Representative Offline Examples

These examples use bundled datasets under sp.datasets and do not require network access.

import statspai as sp

# Difference-in-differences: Callaway-Sant'Anna style staggered adoption.
mpdta = sp.datasets.mpdta()
did = sp.callaway_santanna(data=mpdta, y="lemp", t="year",
                           i="countyreal", g="first_treat")
print(sp.aggte(did, type="simple").summary())

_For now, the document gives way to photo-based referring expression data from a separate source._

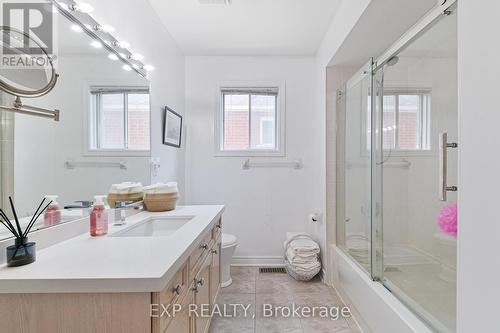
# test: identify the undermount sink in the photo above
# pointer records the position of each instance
(155, 227)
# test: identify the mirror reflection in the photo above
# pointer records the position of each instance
(102, 138)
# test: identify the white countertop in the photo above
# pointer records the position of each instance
(112, 264)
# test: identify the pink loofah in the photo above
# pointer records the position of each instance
(447, 219)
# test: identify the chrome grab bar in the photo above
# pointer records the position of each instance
(443, 166)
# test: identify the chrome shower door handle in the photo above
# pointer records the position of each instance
(443, 166)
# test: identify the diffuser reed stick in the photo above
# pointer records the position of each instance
(16, 230)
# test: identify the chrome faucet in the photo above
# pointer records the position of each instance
(122, 206)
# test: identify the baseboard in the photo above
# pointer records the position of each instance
(263, 261)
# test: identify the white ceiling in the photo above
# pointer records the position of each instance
(247, 27)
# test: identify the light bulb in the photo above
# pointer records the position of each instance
(123, 44)
(76, 28)
(106, 28)
(137, 56)
(84, 7)
(96, 44)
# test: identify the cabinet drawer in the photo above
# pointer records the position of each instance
(202, 294)
(176, 288)
(175, 291)
(217, 230)
(199, 252)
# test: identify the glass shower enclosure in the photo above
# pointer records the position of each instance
(397, 171)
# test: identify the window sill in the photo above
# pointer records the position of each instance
(118, 153)
(251, 153)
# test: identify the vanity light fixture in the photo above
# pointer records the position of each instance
(76, 28)
(123, 44)
(136, 56)
(78, 13)
(104, 28)
(82, 7)
(96, 44)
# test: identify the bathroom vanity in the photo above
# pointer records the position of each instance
(130, 280)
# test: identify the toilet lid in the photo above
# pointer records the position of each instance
(228, 240)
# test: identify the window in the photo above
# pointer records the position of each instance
(406, 120)
(250, 122)
(119, 119)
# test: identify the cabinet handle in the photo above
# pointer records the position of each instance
(178, 290)
(443, 166)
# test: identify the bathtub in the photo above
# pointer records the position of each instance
(374, 307)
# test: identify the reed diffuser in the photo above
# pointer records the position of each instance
(22, 252)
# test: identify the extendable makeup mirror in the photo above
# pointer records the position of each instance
(26, 71)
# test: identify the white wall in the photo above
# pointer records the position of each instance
(136, 22)
(262, 204)
(479, 187)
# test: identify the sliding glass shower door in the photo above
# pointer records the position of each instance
(354, 168)
(397, 148)
(418, 177)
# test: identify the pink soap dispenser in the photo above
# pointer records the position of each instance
(52, 215)
(99, 217)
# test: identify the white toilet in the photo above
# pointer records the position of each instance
(229, 243)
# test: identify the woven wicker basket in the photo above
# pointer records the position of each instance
(300, 276)
(160, 202)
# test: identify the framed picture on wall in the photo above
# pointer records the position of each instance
(172, 128)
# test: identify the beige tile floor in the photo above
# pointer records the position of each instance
(255, 289)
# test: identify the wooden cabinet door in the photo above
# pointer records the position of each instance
(215, 271)
(181, 323)
(202, 295)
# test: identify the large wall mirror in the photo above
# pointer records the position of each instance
(102, 136)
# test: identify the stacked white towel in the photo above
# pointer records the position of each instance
(302, 253)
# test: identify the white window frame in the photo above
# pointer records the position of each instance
(88, 150)
(396, 152)
(280, 119)
(425, 115)
(261, 127)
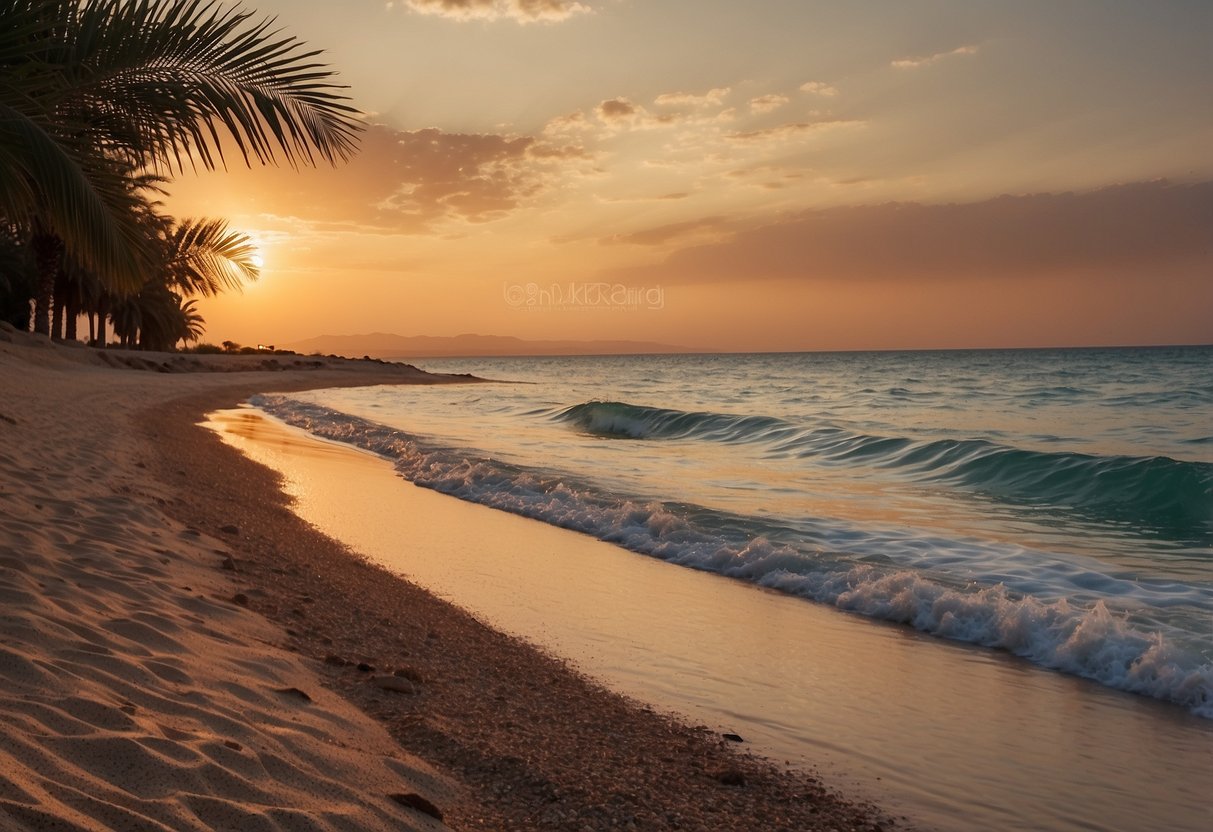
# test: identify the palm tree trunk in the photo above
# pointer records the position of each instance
(102, 312)
(58, 305)
(47, 252)
(70, 319)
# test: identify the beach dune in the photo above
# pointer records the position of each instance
(136, 690)
(180, 650)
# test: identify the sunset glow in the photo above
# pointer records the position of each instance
(790, 175)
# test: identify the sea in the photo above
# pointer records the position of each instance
(1055, 505)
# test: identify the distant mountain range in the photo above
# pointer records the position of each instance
(385, 345)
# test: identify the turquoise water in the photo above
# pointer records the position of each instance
(1053, 503)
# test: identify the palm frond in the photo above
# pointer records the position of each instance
(84, 199)
(205, 257)
(164, 80)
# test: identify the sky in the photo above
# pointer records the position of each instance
(763, 176)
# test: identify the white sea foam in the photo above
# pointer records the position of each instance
(1087, 639)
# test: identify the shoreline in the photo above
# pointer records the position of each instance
(518, 746)
(527, 741)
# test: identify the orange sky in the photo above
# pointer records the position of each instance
(770, 176)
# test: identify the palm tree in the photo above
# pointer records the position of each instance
(94, 89)
(197, 257)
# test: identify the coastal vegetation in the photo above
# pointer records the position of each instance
(103, 101)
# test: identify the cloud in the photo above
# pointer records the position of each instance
(474, 177)
(1135, 232)
(819, 89)
(790, 131)
(768, 103)
(415, 182)
(708, 229)
(912, 63)
(710, 98)
(622, 114)
(523, 11)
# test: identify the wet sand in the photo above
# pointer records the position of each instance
(869, 705)
(180, 650)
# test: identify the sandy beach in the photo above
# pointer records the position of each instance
(178, 650)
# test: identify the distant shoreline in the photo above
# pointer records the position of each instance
(494, 733)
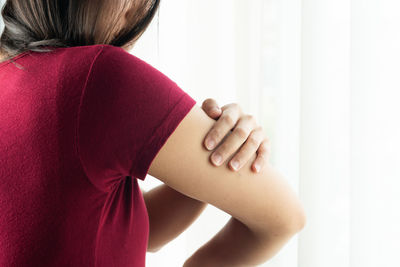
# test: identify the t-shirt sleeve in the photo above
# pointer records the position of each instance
(128, 110)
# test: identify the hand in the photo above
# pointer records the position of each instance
(246, 132)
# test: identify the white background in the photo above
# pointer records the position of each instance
(323, 79)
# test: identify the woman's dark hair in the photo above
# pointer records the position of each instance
(33, 25)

# Regression discontinuity: Lee-style close-election design.
lee = sp.datasets.lee_2008_senate()
rd = sp.rdrobust(data=lee, y="voteshare_next", x="margin", c=0)
print(rd.summary())

# Synthetic control: California Proposition 99 teaching dataset.
prop99 = sp.datasets.california_prop99()
scm = sp.synth(prop99, outcome="cigsale", unit="state", time="year",
               treated_unit="California", treatment_time=1989)
print(scm.summary())

# Registry and schema surface for agent-native workflows.
print(sp.describe_function("rdrobust"))
print(sp.function_schema("rdrobust")["name"])

Targeted Tests

For a quick local check from a repository checkout:

python -m pytest \
  tests/test_ols.py \
  tests/test_did.py \
  tests/test_registry.py \
  tests/iv/test_iv_diag.py \
  tests/spatial/test_models_base.py \
  -q --no-cov

The repository also includes larger parity and validation suites:

python -m pytest tests/r_parity tests/stata_parity tests/reference_parity -q --no-cov
python scripts/registry_stats.py --check
python scripts/schema_quality.py
python tools/audit_bib_coverage.py --strict-dangling --hide-orphans
python tools/audit_bib_duplicates.py --strict

The full default suite is larger and can take tens of minutes on a laptop. Several optional-dependency tests skip unless the relevant extras are installed.

Double Machine Learning vs the DoubleML reference

sp.dml is pinned against both DoubleML reference implementations (Bach, Chernozhukov, Kurz, Spindler & Klaassen). The Python-side check matches sp.dml(model='plr') against doubleml-for-py to machine precision under identical scikit-learn learners and folds; the R-side check pins it against DoubleML R + cv.glmnet:

python -m pip install -e ".[dev,parity]"   # parity extra adds doubleml-for-py
python -m pytest tests/external_parity/test_dml_python_parity.py -v   # vs doubleml-for-py (machine precision)
python -m pytest tests/reference_parity/test_dml_parity.py -v          # vs DoubleML R (needs local R + DoubleML)

Without the parity extra the Python-side test skips cleanly rather than failing. The exact numbers, software versions, and the full divergence discussion are in docs/joss_validation_dossier.mdDouble Machine Learning Parity) and docs/guides/sp_dml_vs_doubleml.md.

The focused regression tests added in response to reviewer follow-up comments can be run directly:

python -m pytest \
  tests/test_joss_reviewer_followups.py \
  tests/test_check_identification.py::TestDAGIntegration \
  tests/test_dag_scm.py \
  tests/test_dag_recommend_and_tte_report.py \
  -q --no-cov

tests/test_joss_reviewer_followups.py is kept as a compatibility path for the public review thread; the maintained test implementation lives in tests/test_external_reviewer_followups.py.

Build Check

python -m mkdocs build --strict
python -m pip install build twine
python -m build
python -m twine check dist/*

The source distribution and wheel include the MIT license, citation metadata, bundled datasets, and the package source.